I have been to two Tracy's schools and one left me feeling exactly the way you did and the other offered me personal training sessions (1 per week 1 - 1 1/2 hrs long)  at $20  per session (scheduled ahead of time) and attend any group lessons I wanted to for free....  Unfortunaltely he had to close the school and move out of town due to some personal family issues.....  That feel just has to be right....never liked the word chemistry, but it does have to give you that "feeling" to make you want to stay.... :asian:


----------



## DeLamar.J (Jul 29, 2004)

cinciman said:
			
		

> I'm not trying to put the Tracy school down in any way, so please don't think I'm doing so.  I went in one Saturday and was offered a free lesson and thought I liked it, so I signed up and paid for one month.  To be honest, I didn't care too much for the personal sessions which were only 2 a month, if my memory serves me correctly.  After I found that out, I was kinda turned off.  I didn't feel that a couple personal training sessions each month was enough.  Maybe for some people, but not me.  I like "group" instruction with the instructor showing techniques and then the students practice through sparring with each other.  Tracy's school had class sessions throughout the week, but they were not what I expected a class session to be.  The class training sessions were led by a black belt student which stood up in front of the class going through many, many different Kata's from each belt.  On my first night, I was totally lost.  The student instructor did come back and show me what I was doing wrong which was nice.  The class sessions were really boring and intimidating especially for a first timer such as myself.  I would think the school would split off into different belt groups and work "in that groups belt range", or pair off into partners and work through sparring instruction, but that's not how it was at this particular school.  I guess the 2 personal sessions with the sensei each month was supposed to fulfill all the "personlization" requirments.....I dunno.  There was no sort of sparring at all.  And, from what I understood, this particular school didn't spar which bothered me.  I can't understand how a martial artist can "not spar" and be ready for the "real thing" out on the street.  Maybe I just didn't give this particular school enough of a chance or Tracy's Karate for that matter which could partly be my fault.  But, I just didn't feel like this school was for me--no chemistry.  Mostly, my dis-interest came from non sparring though.
> 
> The sensei/head instructor is Al Tracy's son, here in Cincinnati.  He was a really nice guy, but seemed a little too easy going for my taste.  Don't get me wrong, I don't wanna be beat on, but I want an instructor that is just a little intimdating while calming at the same time, if anyone knows what I mean.  Again, I in no way mean to say anything bad about the Tracy Karate system.  I just didn't think it was for me.  I paid for one month only to never return.  I found this JKD school here in Cinci and absolutely love the way they teach or just the JKD concepts, PERIOD.  The school teaches exactly how I want to be taught.  I knew this from the moment I walked into the door.....strange.  I now hope I can stay here in Cinci long enough to enjoy the school.

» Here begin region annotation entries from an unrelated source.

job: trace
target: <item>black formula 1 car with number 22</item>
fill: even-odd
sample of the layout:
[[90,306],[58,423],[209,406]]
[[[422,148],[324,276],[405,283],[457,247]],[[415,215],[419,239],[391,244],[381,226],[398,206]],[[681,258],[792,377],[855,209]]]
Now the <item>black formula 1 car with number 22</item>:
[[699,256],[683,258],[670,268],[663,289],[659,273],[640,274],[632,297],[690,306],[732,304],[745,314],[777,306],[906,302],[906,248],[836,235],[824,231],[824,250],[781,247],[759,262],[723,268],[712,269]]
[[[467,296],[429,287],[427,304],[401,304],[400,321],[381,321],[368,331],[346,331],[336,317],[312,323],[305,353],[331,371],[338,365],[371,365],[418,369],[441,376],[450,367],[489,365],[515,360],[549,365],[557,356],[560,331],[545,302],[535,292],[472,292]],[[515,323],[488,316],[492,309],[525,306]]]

HAHA, I wouldnt be surprised if your talking to tracy right now.


----------



## Flatlander (Jul 29, 2004)

what do you mean Delamar?


----------



## DeLamar.J (Jul 30, 2004)

flatlander said:
			
		

> what do you mean Delamar?


Just that you never know who you are talking to over the net, that could be tracy herself asking what he didnt like about her school. I dont know why that poped into my head, probly because she is from WV and tracys school is in OH. You just never know. Im just waiting for my instructor to spark up a conversation with me about something he read, that I posted on the net.


----------